MultiPhysicsVault/wiki/concepts/Midas Civil Nonlinear Time History and Hysteresis Models.md

type, title, created, updated, address, aliases, tags, status, related, sources, source_refs

type	title	created	updated	address	aliases	tags	status	related	sources	source_refs
concept	Midas Civil Nonlinear Time History and Hysteresis Models	2026-06-02	2026-06-02	c-000166	MIDAS Civil nonlinear time history midas Civil hysteresis models	concept finite-element-method midas-civil dynamics nonlinear-analysis	current	Midas-Civil-Analysis-Reference midas Civil Direct Time Integration Methods Transient Dynamic Elasto-Plastic Analysis Abaqus Metal Plasticity Models	Midas-Civil-Analysis-Reference	source raw_path raw_files md_indices match confidence Midas-Civil-Analysis-Reference .raw/MidasCivilAnalysisReference/ MidasCivilAnalysisReference_025.md 25 heuristic-heading-keyword high

Midas Civil Nonlinear Time History and Hysteresis Models

Definition

Midas Civil nonlinear time history and hysteresis models are the direct dynamic analysis procedures and inelastic component laws used when member, link, truss, or fiber behavior changes during a time-dependent load history.

How It Works

The manual describes nonlinear equations of motion, nonlinear static initialization, initial section-force consideration, initial stiffness options, and Newton-Raphson iteration with or without convergence calculation. Inelastic components include inelastic beams, inelastic General Links, and inelastic trusses.

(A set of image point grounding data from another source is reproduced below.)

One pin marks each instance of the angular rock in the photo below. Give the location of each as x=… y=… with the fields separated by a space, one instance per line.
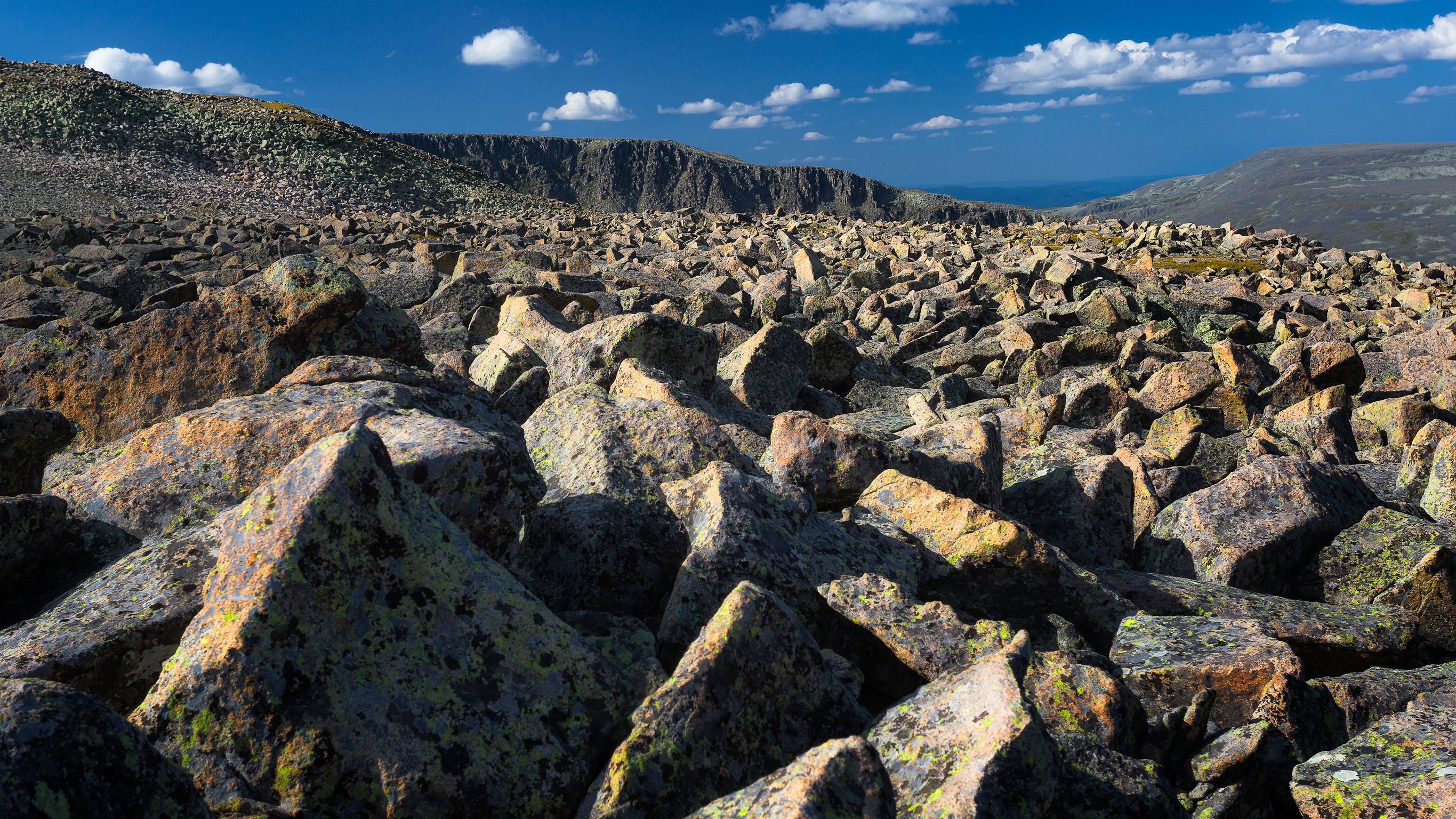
x=969 y=745
x=750 y=694
x=1170 y=659
x=341 y=640
x=63 y=754
x=842 y=778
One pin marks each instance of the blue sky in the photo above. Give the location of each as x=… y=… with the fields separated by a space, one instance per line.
x=1034 y=90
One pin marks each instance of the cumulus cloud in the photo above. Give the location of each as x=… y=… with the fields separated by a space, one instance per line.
x=139 y=69
x=896 y=86
x=1076 y=62
x=1389 y=72
x=749 y=27
x=1426 y=92
x=937 y=123
x=867 y=13
x=708 y=106
x=506 y=49
x=1208 y=86
x=795 y=94
x=1060 y=102
x=753 y=122
x=1288 y=79
x=599 y=106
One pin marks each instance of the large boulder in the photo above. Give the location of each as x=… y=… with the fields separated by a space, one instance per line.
x=367 y=655
x=750 y=694
x=230 y=341
x=63 y=754
x=1257 y=528
x=969 y=745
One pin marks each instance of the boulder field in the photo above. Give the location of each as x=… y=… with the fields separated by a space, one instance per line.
x=666 y=515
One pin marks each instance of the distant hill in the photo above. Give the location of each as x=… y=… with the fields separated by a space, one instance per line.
x=636 y=175
x=1044 y=196
x=1395 y=197
x=79 y=142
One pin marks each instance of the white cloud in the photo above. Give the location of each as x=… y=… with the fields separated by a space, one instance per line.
x=755 y=122
x=896 y=86
x=795 y=94
x=867 y=13
x=170 y=75
x=1288 y=79
x=749 y=27
x=1208 y=86
x=708 y=106
x=506 y=49
x=937 y=123
x=600 y=106
x=1062 y=102
x=1426 y=92
x=1076 y=62
x=1391 y=72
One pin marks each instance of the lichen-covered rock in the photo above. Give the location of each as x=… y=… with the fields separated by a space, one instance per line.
x=1404 y=766
x=989 y=565
x=1329 y=639
x=111 y=635
x=929 y=639
x=63 y=754
x=603 y=537
x=371 y=656
x=1170 y=659
x=766 y=372
x=184 y=471
x=28 y=439
x=744 y=528
x=969 y=745
x=842 y=778
x=230 y=341
x=1257 y=528
x=750 y=694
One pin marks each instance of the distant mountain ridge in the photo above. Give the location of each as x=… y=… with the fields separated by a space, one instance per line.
x=1398 y=197
x=1044 y=194
x=636 y=175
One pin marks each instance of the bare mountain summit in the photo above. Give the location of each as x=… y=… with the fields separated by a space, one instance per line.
x=642 y=175
x=1395 y=197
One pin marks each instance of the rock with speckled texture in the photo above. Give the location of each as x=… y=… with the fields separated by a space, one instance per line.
x=750 y=694
x=969 y=745
x=1404 y=766
x=367 y=655
x=63 y=754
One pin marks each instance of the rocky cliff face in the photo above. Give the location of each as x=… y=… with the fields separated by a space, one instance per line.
x=637 y=175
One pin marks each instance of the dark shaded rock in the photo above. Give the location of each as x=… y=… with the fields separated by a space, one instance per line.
x=63 y=754
x=28 y=439
x=391 y=698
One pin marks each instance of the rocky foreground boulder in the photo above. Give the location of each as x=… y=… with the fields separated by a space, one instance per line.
x=701 y=515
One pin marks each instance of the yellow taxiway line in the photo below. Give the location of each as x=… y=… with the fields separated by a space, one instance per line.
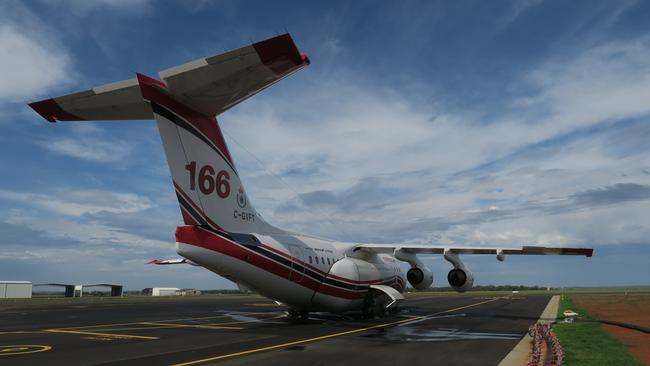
x=205 y=326
x=328 y=336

Hysteresis options include bilinear, trilinear, tetralinear, origin-oriented, peak-oriented, Clough, Takeda-family, slip, Ramberg-Osgood, and Hardin-Drnevich models. Multi-axial hinge models include kinematic hardening and P-M or P-M-M interaction. Fiber models include steel and concrete constitutive models for section response.

Solver Development Notes

• Time integration, nonlinear iteration, and hysteresis state update must share one accepted-state timeline.
• Hysteresis laws need explicit unloading/reloading rules; a yield surface alone is not enough.
• Multi-axial hinge interaction requires robust section-force mapping and yield-surface projection.
• Fiber sections require material-point state management inside a member-level element.

Connections

• Direct Time Integration Methods gives the transient integration base.
• Transient Dynamic Elasto-Plastic Analysis connects inertia and plasticity.
• Abaqus Metal Plasticity Models and Abaqus Geomaterial and Concrete Plasticity provide constitutive comparison points.